Efficient compensation of dimensional errors in robotic machining using imperfect point cloud part inspection data

Abstract

“Process-to-part” robotic machining using low-cost, off-the-shelf industrial robots is of interest for feature machining applications on large components where mounting on conventional machine tools is costly and presents a health and safety risk. For a range of well documented reasons, low-cost industrial robot-based machine tools are limited in terms of machining tolerance range. Work conducted by the authors in Barnfather et al. (2016a, 2016b, 2016c, 2017a, 2017b) investigates these capabilities as well as on-line dimensional error measurement and compensation using optical scanning methods, which have development potential for low cost dense error measurement.

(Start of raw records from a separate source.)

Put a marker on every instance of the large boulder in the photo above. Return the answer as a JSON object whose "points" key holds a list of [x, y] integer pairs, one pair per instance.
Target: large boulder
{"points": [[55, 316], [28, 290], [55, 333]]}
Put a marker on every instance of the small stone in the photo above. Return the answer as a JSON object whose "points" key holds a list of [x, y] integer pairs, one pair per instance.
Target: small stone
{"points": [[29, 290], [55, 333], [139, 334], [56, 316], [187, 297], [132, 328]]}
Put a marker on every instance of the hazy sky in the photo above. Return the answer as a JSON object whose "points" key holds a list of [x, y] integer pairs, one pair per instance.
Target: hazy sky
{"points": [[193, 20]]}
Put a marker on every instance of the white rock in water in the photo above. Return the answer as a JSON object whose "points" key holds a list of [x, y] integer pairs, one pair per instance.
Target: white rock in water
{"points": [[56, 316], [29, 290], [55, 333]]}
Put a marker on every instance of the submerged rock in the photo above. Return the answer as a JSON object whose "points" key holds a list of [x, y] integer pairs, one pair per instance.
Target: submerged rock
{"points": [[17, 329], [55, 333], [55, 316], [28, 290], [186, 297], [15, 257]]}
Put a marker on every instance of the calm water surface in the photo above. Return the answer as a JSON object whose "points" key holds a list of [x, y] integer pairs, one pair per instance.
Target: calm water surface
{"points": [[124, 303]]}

A key problem when optically scanning machined surfaces for error measurement is noise and localised data gaps due to reflectance. Robotic machining error compensation in this way can therefore be thought of as a two-part problem involving acquiring quality scan data and processing it optimally to compensate a machining trajectory. This paper contributes to the latter by presenting a dimensional deviation evaluation method for efficiently computing compensated robotic machining trajectories from aligned optically scanned point clouds without processing redundant data, as is typical in related works. Results validate this method, showing a ∼96% improvement on dimensional error measurement time in comparison to conventional methods, and conclusions are drawn on direction for further development. This method is a novel contribution to the current state of the art of point cloud processing for on-line robotic machining error measurement and compensation, allowing the best to be made of imperfect point cloud inspection scans.